This is the first post of what we hope to be a series, where we try to summarize and explain what happened at Polymorph during the past week. For this one, I interviewed @frankiezafe and asked him about the development of the different projects at Polymorph.
PEEL
Peel is the code name for the first game developped inside Polymorph. François was working on this project since a while and started with a first concept, which gave it its name. As portrayed in this video, the idea was to solve a puzzle, to find your way through a labyrinth by peeling a 3D sculpture. This concept came after a workshop François gave about Three.js.
If you’ve followed some posts from this week, the concept is evolving into something completely new and different. The name is kept, but the principles have evolved into a different game, one where the player has to assemble different 3D pieces in order to solve a puzzle.
Since this is going to be the first game published by Polymoph, Francois is looking for something more interesting in terms of gameplay than just a little project that you would discard after 2 minutes. The goal behind PEEL is to test the workflow and the tools, but not only. The purpose of Polymorph is to also test new gameplays and new approaches in game design, this is why PEEL had to evolve in something more challenging, more interesting.

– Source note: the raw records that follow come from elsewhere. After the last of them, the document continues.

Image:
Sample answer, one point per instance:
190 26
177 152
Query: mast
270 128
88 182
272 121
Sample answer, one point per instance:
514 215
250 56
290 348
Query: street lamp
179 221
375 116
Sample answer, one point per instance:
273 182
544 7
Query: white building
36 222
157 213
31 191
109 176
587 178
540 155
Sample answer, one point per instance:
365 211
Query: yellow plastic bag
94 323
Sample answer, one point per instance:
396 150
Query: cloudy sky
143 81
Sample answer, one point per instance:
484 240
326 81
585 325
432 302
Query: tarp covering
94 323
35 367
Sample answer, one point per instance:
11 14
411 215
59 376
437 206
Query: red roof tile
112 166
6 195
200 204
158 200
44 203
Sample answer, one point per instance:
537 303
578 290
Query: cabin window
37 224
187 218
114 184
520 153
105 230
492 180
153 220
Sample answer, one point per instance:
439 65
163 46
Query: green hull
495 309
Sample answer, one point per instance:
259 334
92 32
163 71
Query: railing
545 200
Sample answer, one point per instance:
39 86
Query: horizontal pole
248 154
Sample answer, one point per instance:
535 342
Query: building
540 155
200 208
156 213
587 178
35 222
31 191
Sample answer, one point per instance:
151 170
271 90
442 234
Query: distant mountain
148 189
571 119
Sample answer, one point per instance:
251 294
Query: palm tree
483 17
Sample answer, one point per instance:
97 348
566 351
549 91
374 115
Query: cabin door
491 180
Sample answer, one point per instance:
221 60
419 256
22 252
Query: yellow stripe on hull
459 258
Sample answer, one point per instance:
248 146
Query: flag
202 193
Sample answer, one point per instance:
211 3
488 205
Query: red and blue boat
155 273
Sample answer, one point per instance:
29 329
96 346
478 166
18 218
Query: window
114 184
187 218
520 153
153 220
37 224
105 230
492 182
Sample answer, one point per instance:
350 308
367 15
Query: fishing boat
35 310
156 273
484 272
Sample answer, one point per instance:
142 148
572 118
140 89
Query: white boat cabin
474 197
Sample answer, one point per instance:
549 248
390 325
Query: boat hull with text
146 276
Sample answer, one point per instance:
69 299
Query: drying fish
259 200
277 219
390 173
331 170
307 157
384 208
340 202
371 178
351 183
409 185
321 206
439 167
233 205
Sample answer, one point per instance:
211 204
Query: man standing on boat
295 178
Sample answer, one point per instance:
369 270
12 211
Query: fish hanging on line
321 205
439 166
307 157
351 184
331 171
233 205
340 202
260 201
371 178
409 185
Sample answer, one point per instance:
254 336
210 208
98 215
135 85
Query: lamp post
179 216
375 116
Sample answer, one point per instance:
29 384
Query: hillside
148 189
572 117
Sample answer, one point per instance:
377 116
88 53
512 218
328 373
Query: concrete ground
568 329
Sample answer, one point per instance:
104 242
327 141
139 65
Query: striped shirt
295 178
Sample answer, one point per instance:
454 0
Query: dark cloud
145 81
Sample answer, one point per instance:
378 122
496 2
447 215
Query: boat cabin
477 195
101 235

The inner workings of the game are now more complicated and hard to put into words. So Francois is laying his ideas into schemas and graphics, both as a way to express them but also possibly ease the work of programming it afterwards.

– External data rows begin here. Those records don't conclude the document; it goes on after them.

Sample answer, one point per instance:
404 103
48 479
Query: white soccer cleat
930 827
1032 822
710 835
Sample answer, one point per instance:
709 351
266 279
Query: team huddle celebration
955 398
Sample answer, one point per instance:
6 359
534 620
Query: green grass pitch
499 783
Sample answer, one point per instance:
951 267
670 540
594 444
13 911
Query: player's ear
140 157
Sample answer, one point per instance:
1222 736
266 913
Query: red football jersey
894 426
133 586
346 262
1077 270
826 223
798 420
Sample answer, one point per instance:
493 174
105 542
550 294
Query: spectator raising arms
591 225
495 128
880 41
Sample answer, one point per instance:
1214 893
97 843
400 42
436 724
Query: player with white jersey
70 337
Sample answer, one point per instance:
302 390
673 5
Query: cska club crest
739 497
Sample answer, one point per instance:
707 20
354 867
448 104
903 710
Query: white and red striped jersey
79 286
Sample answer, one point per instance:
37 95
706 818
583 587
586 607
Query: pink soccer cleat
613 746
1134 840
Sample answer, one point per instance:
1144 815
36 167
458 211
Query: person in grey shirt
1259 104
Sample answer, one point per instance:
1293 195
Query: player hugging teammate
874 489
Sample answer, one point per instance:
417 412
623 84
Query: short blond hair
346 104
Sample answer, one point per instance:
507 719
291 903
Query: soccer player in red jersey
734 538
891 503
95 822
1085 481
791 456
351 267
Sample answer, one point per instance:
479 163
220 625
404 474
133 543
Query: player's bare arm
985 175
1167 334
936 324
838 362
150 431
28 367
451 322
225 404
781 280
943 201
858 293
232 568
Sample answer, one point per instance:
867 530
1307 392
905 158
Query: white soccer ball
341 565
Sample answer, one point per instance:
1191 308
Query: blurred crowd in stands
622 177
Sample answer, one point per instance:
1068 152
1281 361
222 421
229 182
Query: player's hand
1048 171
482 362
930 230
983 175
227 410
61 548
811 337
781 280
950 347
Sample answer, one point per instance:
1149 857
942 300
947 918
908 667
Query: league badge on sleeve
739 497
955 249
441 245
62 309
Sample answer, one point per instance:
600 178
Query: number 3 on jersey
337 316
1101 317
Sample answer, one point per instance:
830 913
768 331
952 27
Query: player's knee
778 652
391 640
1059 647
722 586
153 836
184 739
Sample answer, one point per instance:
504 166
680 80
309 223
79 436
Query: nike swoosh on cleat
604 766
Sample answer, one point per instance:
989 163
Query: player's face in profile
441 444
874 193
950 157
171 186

Let’s see how that evolves over the next weeks.
Polymorph Engine
What we call the Polymorph Engine is an assembly of different tools, with at its core, the open source 3D engine called Ogre. Every monday, the dev team of Polymorph meets to discuss the tasks and needs to achieve compilation and running examples of Ogre on all the operating systems possible.
Taking OpenFrameworks as an example, the Polymorph Engine would be Ogre and some other components nicely packaged so that a game developer could easily start working on projects without having to recompile Ogre each time. The same way you just clone an empty example from OpenFrameworks to start working on your next digital art project, with Polymorph Engine, you would copy the basic default empty example and start coding and testing your project from there. This means that the compilation of Ogre would only be done once, most certainly just after downloading the latest version of the Polymorph Engine. Then just the example you are working on would be compiled each time some code is changed.
So far, Francois had achieved compilation of Ogre 1.9 on Linux and even published a tutorial for those who would like to try it also. But the dev team of Polymorph has decided to use Ogre 2.0 for the Polymorph Engine and this is much much less documented than the previous versions of Ogre. Work needs to be done in that sense, to document and ease that process.
During the past week, Peter has managed to compile Ogre 2.0 for Android and Debian and also compiled the first examples that come with it (aka. the Purple Screen of Joy aka “Yes, it’s working”). @balt has also managed to compile Ogre 2.0 for Linux Mint and has investigated into build farm software to automate compilation on different platforms.
Plans for next week
By the end of next week, we expect to have Polymorph Engine working as it should (Ogre + an empty example to be copied) for Linux. The whole Polymorph team working exclusively on Linux machines, this is priority in terms of platform so that game designers can start implementing their ideas.
Compilation of Polymorph Engine will also be tested on Windows 10.0.
And François will take some time off from game development because he will teach Blender for the whole week at the summer workshops of iMAL. Don’t hesitate to join him if you’re interested, there might be some seat left.